A bishop oversees the spiritual well-being of his followers, instructing them how to act in accordance with the teachings of Mormonisms; and he oversees tithing, the practice of giving 10 percent of one’s income to the church. He also tends to their everyday needs, providing marriage counseling, arranging for financial aid, finding jobs for the unemployed, mentoring teenagers, and filling other roles. A bishop is “your go-to for everything,” says Helen. “You have a problem, you have a concern, financial concerns, anything. The bishop’s door is always open. You go to your bishop and ask their advice.”
Helen says she and her husband turned to bishop Fishel in 2008, when they were confronted with a parent’s worst nightmare.
Helen was waiting with her kids for the school bus one winter morning when Zachary, who was then 4, started crying. He told her that he didn’t want Michael Jensen — the 16-year-old son of a respected local Mormon family — to babysit him anymore. Jensen, Zachary said, was “mean.” Helen liked the teenager and didn’t understand why her son was acting so strangely. She pressed him to explain.
“Mom, he makes me suck his privates,” Zachary said.
A decade later, Helen recalled that moment in a sexual abuse-related civil lawsuit she and five other families brought against local Mormon leaders, including Fishel, and the Mormon Church. (Because many of the children involved are still minors, VICE News is using the first initial of their families’ last names.) Helen testified that she and her husband met with Bishop Fishel as soon as they could to tell him what Zachary had said.
“I told Bishop Fishel that Zachary told me that he was forced to put Michael’s penis in his mouth,’” she explained. “He told us he was going to look into it, that he was going to talk to Michael.”
In his testimony, Fishel insisted he was unaware that abuse had occurred and that Helen never spoke to him at all. Fishel also said that Helen’s husband also did not tell him about sexual abuse but only said that his son was afraid of Michael Jensen and had described him as “the man who hurt me.”
When Fishel went to see Michael Jensen to discuss it, he said that the 4-year-old had walked in on him while he was watching internet pornography and was upset by the graphic images he’d seen.

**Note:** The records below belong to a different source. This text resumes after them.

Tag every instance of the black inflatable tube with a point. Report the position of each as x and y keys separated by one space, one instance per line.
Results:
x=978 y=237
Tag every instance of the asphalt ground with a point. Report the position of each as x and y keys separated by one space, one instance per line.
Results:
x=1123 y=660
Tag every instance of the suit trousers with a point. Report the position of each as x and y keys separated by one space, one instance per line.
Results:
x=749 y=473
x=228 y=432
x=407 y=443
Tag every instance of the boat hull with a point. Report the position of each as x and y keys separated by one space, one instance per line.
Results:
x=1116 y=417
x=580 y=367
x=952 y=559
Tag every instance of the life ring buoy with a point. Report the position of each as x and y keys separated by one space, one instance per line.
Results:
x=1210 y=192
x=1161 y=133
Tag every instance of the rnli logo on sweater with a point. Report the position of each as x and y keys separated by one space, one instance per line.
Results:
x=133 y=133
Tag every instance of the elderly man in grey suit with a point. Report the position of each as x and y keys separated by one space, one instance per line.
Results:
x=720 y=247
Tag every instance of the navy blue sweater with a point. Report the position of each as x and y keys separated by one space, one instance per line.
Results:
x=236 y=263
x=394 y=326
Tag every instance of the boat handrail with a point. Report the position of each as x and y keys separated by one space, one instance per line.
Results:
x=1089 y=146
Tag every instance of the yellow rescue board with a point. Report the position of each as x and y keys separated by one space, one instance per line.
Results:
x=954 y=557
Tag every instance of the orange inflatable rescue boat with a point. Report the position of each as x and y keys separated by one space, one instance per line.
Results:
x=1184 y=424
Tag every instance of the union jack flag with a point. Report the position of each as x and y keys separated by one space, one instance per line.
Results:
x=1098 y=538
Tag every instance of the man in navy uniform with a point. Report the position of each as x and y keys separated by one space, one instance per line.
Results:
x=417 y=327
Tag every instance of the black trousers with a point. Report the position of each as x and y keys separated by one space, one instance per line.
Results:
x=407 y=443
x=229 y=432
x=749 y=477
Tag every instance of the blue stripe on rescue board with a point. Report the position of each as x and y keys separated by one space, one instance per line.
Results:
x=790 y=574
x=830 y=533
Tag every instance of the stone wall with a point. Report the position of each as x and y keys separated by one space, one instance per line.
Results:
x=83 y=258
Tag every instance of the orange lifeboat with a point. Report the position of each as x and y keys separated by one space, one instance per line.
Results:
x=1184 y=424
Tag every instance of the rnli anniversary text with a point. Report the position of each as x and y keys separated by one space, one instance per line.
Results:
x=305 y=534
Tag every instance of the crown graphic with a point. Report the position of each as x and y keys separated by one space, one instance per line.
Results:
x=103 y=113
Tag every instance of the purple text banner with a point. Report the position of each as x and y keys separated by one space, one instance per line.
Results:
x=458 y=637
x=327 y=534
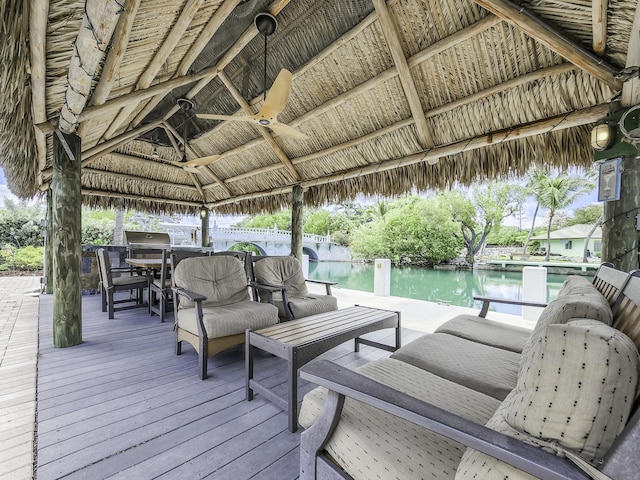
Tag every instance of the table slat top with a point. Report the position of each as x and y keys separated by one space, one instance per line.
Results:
x=317 y=327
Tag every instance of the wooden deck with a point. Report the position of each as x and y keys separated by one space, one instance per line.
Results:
x=123 y=405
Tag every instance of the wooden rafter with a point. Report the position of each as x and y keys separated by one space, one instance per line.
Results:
x=631 y=88
x=118 y=48
x=39 y=10
x=195 y=154
x=98 y=24
x=599 y=25
x=386 y=75
x=432 y=156
x=406 y=79
x=249 y=34
x=263 y=131
x=198 y=46
x=553 y=39
x=477 y=97
x=149 y=75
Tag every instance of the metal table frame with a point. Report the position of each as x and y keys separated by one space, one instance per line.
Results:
x=300 y=341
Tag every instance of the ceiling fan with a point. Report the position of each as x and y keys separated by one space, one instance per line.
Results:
x=195 y=164
x=275 y=100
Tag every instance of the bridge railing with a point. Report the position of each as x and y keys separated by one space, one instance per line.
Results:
x=263 y=233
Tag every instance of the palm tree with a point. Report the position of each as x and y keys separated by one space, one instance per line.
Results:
x=536 y=179
x=559 y=192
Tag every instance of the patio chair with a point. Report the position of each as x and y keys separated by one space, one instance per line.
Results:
x=115 y=279
x=292 y=297
x=160 y=294
x=212 y=306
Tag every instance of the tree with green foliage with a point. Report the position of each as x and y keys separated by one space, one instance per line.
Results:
x=559 y=192
x=413 y=230
x=588 y=215
x=20 y=224
x=477 y=215
x=281 y=219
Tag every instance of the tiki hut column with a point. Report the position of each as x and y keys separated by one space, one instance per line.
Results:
x=204 y=216
x=620 y=228
x=67 y=240
x=48 y=243
x=296 y=222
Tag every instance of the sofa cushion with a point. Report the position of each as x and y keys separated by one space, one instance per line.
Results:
x=371 y=444
x=224 y=320
x=565 y=308
x=221 y=279
x=575 y=392
x=488 y=332
x=486 y=369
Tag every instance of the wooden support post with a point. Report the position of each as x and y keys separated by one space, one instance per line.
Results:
x=619 y=232
x=67 y=241
x=296 y=221
x=48 y=244
x=204 y=216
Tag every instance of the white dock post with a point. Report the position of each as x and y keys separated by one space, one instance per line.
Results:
x=382 y=277
x=534 y=289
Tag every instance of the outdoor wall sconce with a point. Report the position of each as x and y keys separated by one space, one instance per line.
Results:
x=602 y=136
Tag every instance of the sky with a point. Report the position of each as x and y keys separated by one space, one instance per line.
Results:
x=514 y=221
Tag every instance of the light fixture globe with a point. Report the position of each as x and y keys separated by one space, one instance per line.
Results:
x=602 y=136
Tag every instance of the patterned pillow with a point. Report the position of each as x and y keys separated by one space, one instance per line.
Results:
x=565 y=308
x=575 y=392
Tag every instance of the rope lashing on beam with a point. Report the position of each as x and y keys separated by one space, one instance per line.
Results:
x=89 y=49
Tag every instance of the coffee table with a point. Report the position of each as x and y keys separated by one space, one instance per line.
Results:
x=300 y=341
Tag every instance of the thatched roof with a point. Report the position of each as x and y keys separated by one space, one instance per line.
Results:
x=393 y=96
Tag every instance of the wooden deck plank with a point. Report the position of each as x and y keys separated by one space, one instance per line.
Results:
x=123 y=405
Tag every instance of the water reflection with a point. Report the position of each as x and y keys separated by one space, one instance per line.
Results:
x=456 y=287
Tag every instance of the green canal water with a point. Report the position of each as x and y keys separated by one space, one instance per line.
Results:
x=456 y=287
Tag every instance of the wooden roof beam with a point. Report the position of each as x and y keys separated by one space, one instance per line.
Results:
x=89 y=49
x=599 y=25
x=631 y=88
x=263 y=131
x=194 y=154
x=414 y=60
x=406 y=79
x=249 y=34
x=111 y=67
x=432 y=155
x=140 y=198
x=551 y=37
x=148 y=76
x=39 y=11
x=196 y=49
x=515 y=82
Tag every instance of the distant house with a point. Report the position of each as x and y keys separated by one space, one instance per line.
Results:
x=569 y=241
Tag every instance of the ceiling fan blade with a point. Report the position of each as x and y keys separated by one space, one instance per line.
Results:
x=286 y=131
x=277 y=97
x=213 y=116
x=200 y=162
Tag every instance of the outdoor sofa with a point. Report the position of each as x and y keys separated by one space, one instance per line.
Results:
x=529 y=398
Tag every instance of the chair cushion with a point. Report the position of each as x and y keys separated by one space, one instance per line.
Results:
x=370 y=444
x=231 y=319
x=221 y=279
x=281 y=272
x=312 y=305
x=488 y=332
x=575 y=392
x=489 y=370
x=135 y=281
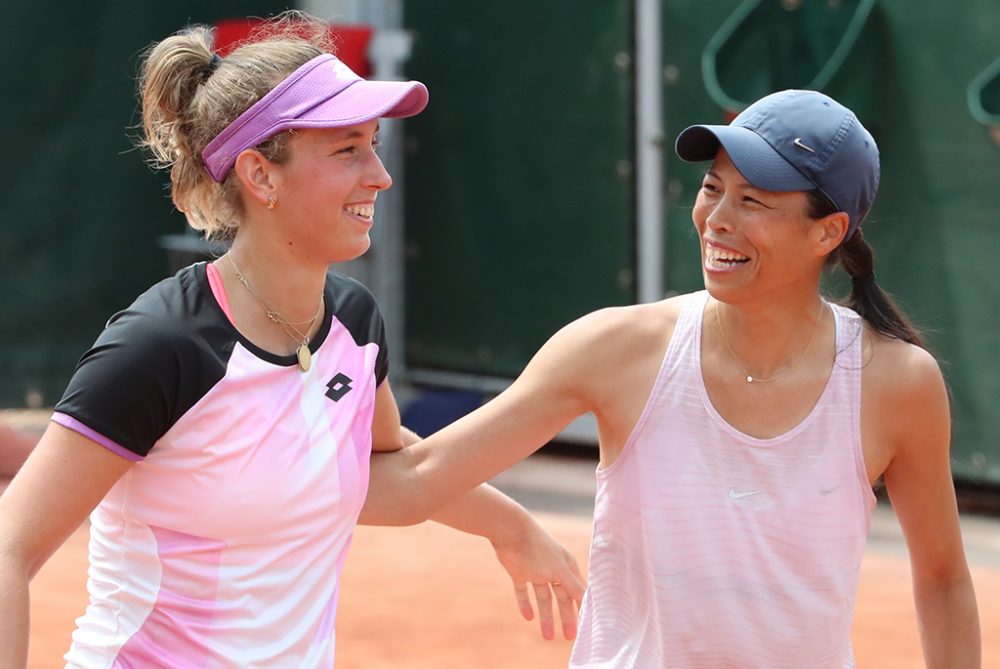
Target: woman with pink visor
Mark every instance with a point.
(219, 431)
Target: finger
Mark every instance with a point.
(567, 610)
(523, 602)
(543, 600)
(572, 582)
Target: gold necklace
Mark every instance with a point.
(302, 352)
(750, 378)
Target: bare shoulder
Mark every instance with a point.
(905, 408)
(624, 327)
(898, 369)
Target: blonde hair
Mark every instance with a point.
(188, 98)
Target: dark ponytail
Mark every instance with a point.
(866, 298)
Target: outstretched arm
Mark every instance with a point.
(61, 482)
(532, 557)
(920, 487)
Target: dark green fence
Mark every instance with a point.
(82, 215)
(518, 177)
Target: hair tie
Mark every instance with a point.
(213, 64)
(862, 282)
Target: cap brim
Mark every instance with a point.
(366, 100)
(755, 159)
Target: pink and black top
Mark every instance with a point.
(223, 545)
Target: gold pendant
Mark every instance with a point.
(305, 357)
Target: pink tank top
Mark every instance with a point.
(715, 549)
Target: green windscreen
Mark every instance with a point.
(519, 195)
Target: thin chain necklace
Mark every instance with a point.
(302, 352)
(751, 378)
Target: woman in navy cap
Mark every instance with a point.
(220, 430)
(743, 427)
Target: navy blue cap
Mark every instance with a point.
(794, 141)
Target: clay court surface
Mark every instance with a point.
(427, 596)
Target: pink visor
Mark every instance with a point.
(323, 93)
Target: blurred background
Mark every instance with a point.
(540, 183)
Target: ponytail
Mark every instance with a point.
(190, 94)
(866, 298)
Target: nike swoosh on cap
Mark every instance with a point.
(799, 143)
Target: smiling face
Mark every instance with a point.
(755, 242)
(327, 190)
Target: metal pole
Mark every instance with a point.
(649, 151)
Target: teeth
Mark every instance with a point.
(365, 211)
(721, 255)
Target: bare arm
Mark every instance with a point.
(528, 553)
(918, 479)
(417, 481)
(59, 485)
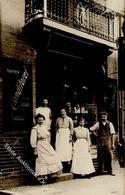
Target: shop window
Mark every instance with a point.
(17, 95)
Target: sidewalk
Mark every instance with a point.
(98, 185)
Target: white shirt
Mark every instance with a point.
(96, 127)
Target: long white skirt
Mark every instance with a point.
(82, 161)
(63, 146)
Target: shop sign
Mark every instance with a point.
(17, 94)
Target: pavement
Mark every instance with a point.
(97, 185)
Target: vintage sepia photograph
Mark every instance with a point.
(62, 97)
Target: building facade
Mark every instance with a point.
(61, 50)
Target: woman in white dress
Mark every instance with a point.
(82, 164)
(47, 163)
(64, 132)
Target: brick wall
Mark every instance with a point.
(13, 45)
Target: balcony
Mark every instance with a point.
(84, 18)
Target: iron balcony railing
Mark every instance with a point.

Mormons believe that bishops have a spiritual gift known as the power of discernment that allows them to divine if someone is telling the truth. Fishel told the court he prayed for guidance after meeting with Michael Jensen, and determined the teen was being truthful.
In many states, including West Virginia, clergy are required to notify public authorities when they learn about possible child abuse. Since Fishel said he was told there was no abuse, there was no reason for him to report it.
Helen and her husband accepted his decision. After all, the Mormon Church was their provider and protector.
Shielding the church
The Mormon Church calls the abuse reporting system it created two decades ago innovative and says it should serve as a model for other religions and groups.
“The Church has zero tolerance when it comes to abuse,” the Mormon Church states on its website. “We are unaware of any organization that does more than the Church to stop and prevent abuse.”
At the system’s heart is a 24-hour helpline that bishops and other leaders of the religion’s 14,000 congregations in the United States are urged to call when they hear about suspected abuse.
But testimony in Helen W.’s case revealed previously unknown details about how the Mormon Church’s reporting system operates — and who it really helps.
Mormon leaders have long insisted that the helpline’s sole purpose is to advise bishops about compliance with local abuse reporting laws. But court testimony, as well as other documents reviewed by VICE News, suggests that the system serves a very different purpose: to shield the Mormon Church from potential lawsuits that pose a financial threat to the Church.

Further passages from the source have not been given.